= Kari Gjærum =

Norwegian singer (born 1952)

Kari Gjærum (born 23 November 1952 in Porsgrunn) is a Norwegian singer. She was educated at the Østlandets Musikk-konservatorium and Statens Operaskole and has been a professional artist since 1979. She has worked as a singer and backing singer on a number of recordings with other artists, participated in several TV-productions and musicals and shows. She has played leading roles in the Carte Blanche-show Jazzle Dazzle on Victoria Theater in Oslo in 1985 and in the children's musical Alexsander on Chateau Neuf. She played Fantine in Les Misérables on Det Norske Teateret in 1988. She has also worked in shows with artists like Wenche Myhre and Vazelina Bilopphøggers.

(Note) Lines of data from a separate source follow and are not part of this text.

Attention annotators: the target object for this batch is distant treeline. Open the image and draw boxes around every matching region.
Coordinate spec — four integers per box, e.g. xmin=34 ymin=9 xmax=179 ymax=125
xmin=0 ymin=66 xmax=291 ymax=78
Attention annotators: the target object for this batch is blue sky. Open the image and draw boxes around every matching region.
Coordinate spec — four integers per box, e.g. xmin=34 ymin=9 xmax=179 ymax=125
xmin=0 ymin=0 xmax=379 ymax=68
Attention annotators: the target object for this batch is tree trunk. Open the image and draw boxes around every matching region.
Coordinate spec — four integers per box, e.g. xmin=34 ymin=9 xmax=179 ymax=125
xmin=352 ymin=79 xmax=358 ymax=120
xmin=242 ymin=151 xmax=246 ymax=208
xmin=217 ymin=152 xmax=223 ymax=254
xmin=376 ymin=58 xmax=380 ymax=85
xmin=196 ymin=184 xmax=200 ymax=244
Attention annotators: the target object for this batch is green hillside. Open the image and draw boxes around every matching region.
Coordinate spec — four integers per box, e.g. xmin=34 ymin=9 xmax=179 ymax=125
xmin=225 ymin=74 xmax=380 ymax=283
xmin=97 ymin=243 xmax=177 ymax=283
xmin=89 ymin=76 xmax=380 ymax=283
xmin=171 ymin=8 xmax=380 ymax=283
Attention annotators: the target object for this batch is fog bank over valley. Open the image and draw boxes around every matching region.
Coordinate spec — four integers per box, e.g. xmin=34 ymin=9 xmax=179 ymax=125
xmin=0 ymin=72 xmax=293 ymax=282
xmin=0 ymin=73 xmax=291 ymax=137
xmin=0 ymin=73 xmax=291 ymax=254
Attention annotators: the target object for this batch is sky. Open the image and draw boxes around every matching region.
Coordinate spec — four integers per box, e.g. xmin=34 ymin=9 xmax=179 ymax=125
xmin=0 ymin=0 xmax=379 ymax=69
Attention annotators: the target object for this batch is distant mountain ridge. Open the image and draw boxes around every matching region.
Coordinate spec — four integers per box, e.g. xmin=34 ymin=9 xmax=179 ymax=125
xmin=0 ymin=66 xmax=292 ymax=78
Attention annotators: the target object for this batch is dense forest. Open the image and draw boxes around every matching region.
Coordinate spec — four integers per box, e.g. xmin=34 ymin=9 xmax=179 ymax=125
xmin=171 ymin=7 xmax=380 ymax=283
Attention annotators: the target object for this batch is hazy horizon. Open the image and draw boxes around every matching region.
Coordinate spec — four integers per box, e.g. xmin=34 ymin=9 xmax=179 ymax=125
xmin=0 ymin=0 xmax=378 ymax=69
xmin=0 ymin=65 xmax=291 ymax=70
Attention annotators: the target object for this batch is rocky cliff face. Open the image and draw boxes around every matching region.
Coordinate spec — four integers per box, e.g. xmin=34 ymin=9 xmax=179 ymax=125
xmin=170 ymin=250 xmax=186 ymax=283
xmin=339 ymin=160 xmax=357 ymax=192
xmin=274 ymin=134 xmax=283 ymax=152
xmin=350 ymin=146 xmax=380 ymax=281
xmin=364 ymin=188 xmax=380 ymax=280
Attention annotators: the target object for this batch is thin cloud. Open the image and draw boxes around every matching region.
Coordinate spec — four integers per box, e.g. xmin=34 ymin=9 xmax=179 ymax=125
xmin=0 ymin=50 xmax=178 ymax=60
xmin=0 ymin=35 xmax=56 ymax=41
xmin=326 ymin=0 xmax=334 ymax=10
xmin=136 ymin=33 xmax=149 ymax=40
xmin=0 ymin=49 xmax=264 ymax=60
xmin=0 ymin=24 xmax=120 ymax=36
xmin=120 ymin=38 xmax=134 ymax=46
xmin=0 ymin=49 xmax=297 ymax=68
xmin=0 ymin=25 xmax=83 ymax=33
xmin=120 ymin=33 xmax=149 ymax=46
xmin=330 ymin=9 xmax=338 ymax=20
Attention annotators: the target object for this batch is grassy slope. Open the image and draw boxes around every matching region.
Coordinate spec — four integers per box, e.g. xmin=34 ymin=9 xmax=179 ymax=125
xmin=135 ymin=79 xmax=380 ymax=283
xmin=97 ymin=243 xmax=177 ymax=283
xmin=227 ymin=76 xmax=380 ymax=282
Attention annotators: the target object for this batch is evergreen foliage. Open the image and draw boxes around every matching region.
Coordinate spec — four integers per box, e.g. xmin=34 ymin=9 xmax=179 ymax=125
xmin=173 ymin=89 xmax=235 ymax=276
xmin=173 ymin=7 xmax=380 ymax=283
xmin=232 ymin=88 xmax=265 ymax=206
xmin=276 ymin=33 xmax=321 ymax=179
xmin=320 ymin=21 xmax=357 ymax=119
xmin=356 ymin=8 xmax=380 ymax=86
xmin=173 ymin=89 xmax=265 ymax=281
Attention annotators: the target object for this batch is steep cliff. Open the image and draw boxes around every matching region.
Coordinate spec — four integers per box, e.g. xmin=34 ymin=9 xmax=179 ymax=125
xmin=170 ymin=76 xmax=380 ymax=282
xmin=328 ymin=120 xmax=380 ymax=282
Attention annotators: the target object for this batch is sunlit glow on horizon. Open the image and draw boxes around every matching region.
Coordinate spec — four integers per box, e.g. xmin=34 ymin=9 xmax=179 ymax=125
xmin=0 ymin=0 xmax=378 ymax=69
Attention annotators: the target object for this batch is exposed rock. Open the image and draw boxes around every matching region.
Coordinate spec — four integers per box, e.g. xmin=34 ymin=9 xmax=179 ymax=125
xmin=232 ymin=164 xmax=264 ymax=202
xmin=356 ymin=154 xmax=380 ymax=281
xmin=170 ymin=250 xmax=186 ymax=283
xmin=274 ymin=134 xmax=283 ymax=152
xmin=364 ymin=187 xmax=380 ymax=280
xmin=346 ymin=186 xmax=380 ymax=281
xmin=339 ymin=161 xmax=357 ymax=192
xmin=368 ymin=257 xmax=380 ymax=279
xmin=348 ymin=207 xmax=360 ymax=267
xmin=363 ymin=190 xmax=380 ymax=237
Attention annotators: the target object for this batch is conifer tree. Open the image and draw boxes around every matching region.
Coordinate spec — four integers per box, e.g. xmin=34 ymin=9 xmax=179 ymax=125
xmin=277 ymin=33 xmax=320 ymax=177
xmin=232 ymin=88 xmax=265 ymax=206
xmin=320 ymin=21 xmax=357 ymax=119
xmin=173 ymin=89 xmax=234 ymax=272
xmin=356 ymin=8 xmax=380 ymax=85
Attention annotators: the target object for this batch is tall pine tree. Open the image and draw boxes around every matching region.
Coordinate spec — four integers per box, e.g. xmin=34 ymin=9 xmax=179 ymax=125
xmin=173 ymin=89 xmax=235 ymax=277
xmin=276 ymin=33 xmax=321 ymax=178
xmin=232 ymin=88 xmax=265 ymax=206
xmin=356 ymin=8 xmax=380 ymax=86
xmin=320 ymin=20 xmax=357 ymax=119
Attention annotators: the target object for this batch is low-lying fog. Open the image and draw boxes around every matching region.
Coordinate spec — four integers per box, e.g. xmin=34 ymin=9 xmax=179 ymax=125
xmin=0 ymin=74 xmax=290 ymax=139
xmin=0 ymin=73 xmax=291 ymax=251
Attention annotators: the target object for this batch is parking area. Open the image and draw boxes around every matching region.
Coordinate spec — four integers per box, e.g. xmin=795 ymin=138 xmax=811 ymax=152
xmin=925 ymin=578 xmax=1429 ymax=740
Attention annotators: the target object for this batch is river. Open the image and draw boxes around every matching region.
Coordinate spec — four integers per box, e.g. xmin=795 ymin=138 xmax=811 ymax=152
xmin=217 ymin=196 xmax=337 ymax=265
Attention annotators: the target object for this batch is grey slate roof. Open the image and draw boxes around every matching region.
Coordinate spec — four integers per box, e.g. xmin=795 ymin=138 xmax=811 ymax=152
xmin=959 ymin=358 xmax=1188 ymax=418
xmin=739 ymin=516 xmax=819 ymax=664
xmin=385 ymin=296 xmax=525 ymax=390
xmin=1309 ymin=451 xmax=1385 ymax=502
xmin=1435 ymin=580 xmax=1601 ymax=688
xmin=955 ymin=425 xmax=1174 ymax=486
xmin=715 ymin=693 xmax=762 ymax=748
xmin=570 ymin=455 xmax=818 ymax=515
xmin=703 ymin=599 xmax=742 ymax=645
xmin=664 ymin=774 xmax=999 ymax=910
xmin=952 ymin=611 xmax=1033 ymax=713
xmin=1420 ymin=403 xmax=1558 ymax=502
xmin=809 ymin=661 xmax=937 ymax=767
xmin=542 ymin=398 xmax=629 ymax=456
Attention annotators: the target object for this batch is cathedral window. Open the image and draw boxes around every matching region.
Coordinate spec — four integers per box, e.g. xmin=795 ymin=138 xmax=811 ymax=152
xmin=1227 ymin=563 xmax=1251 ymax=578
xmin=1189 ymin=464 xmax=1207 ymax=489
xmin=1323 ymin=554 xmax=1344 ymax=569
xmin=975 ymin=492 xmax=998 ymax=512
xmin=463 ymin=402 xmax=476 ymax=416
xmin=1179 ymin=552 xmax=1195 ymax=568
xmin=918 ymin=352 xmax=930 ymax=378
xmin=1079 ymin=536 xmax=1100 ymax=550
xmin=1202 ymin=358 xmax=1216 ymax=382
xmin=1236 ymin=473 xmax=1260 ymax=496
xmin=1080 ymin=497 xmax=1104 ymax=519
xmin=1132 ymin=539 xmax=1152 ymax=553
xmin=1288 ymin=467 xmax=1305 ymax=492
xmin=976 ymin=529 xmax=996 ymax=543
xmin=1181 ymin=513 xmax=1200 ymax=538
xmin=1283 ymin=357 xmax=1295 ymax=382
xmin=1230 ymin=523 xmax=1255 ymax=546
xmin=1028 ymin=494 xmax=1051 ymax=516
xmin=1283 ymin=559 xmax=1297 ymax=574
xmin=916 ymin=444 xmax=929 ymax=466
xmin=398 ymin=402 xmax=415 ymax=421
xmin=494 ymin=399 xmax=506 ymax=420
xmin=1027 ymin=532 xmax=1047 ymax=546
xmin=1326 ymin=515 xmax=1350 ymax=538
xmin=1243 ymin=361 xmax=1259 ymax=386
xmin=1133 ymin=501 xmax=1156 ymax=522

Together with Marianne vor Thornburg and Lupe Moe she was a member of the group Chico-Chac which in 1986 released the album Chico-Chac. In 1989 she participated in the Norwegian final of Eurovision Song Contest with the song Barneøyne. She has also appeared as a backing singer several times in the competition, and made a total of 11 appearances in Norway's preselection, the Norsk Melodi Grand Prix, and 5 appearances in the international final. She was a backing singer when Bobbysocks won the Eurovision Song Contest in 1985.